It’s not often you have cause to mention the words ‘student loan debts’ and ‘good news’ in the same breath, but in this case it might just be appropriate. HMRC have announced a new initiative to cut out student loan over-repayments, which frequently occur if you repay your loan off via PAYE deductions (pretty much everybody, then).
These over-payments usually affect employees in the final 12 months of their repayment schedule, because often it’s not until the end of the year that their employer lets HMRC know how much they’ve repaid (in other words, even if you were all square with the Student Loans Company by June you may keep making repayments until around the following April).
HMRC’s solution is to allow employees to opt out of PAYE repayments during the last 23 months of their loan repayment period and transfer to a direct debit arrangement, to cut out the possibility of paying more than they should.

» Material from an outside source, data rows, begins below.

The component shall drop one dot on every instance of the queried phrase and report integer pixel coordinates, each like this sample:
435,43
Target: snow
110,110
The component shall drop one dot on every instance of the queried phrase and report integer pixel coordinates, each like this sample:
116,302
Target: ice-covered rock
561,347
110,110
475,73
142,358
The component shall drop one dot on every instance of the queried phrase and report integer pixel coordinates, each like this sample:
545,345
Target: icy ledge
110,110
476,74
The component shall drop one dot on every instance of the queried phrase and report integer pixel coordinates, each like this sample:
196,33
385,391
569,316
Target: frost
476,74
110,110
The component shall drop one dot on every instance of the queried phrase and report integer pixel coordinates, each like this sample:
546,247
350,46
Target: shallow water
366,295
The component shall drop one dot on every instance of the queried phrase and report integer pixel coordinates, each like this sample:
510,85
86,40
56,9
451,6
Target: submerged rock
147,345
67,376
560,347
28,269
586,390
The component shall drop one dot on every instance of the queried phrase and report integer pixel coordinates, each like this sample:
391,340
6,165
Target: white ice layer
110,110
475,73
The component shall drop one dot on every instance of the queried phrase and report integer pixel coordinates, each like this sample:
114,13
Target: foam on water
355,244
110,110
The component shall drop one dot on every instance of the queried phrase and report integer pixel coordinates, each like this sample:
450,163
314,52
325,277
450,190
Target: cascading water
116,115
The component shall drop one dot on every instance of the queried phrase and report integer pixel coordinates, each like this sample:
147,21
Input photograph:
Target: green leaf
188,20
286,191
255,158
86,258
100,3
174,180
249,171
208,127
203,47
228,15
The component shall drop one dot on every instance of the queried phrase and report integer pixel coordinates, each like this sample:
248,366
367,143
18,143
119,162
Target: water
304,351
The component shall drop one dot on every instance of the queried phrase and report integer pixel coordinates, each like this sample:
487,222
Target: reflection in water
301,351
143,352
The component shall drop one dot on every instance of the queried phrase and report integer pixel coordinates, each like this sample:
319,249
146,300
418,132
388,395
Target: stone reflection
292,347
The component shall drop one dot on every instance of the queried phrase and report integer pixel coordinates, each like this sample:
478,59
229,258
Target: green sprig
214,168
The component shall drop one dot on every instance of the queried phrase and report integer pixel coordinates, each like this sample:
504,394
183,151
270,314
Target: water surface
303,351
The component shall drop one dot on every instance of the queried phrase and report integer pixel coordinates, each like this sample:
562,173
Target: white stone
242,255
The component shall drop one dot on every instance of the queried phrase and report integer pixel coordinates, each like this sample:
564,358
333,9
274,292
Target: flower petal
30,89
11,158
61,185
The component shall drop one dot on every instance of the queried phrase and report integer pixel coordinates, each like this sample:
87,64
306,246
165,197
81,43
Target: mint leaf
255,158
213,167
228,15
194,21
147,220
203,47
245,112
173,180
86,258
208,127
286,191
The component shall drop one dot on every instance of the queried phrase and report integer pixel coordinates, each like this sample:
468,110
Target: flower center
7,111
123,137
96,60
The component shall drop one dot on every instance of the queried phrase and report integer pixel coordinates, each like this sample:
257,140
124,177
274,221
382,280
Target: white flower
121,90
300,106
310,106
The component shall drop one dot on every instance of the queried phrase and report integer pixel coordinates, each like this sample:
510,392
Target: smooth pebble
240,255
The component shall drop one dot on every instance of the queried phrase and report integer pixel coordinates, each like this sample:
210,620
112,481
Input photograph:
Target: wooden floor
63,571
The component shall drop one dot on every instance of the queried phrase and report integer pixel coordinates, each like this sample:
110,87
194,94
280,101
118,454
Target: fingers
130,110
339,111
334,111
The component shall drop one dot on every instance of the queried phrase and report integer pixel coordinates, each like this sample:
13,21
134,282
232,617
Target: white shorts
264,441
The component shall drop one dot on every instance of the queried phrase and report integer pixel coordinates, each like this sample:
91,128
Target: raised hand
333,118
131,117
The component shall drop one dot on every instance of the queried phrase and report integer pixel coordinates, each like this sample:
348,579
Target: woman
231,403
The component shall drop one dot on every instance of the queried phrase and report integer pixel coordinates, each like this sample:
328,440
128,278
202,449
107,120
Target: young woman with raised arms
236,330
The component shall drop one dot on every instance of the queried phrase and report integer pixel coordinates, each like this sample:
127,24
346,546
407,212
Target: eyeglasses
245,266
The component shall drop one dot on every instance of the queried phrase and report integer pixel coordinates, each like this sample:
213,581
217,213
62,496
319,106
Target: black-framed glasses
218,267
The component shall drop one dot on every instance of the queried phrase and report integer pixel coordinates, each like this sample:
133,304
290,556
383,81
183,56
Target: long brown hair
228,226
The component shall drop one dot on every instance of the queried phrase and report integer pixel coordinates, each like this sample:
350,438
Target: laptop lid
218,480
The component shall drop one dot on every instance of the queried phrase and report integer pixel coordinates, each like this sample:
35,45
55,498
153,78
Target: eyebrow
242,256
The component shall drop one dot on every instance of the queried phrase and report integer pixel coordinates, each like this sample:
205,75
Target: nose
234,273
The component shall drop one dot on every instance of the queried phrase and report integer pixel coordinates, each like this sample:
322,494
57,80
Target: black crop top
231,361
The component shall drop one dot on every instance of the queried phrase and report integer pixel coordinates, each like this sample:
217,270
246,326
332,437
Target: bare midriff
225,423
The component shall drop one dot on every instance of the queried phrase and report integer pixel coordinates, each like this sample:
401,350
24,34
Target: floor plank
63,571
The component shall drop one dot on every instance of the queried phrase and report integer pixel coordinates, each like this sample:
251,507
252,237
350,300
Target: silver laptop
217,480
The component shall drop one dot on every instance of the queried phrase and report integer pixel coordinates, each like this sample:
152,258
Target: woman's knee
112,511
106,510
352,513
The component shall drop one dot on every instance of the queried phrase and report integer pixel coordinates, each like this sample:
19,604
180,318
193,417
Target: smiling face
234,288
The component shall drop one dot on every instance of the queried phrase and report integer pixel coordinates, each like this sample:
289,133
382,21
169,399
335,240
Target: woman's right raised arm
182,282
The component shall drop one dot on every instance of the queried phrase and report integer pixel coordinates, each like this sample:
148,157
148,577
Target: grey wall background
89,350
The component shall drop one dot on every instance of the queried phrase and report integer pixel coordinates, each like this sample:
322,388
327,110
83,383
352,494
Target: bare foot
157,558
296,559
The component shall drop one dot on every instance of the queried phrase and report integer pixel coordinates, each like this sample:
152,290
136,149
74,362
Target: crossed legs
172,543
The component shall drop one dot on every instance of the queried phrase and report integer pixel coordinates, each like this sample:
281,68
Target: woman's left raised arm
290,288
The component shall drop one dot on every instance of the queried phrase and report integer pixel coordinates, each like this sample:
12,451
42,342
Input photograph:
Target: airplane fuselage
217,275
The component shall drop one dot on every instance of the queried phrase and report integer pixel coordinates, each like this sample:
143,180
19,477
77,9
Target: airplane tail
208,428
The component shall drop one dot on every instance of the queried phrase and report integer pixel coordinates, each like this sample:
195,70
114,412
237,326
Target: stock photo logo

The new initiative has been introduced by the Student Loans Company (SLC) who say they will attempt contact borrowers shortly before they enter into the final 23 months of their repayments and invite them to switch over. If you’ve ever telephoned the Student Loans Company though, you’ll know that they are a busy lot, so if you’re reaching the light at the end of your repayments tunnel we’d advise you take the bull by the horns and contact them before they contact you.
Contractors running their own payroll should continue to make student loan deduction until they receive an SL2 Stop notice from HMRC, then they’ll be good to switch to direct debit.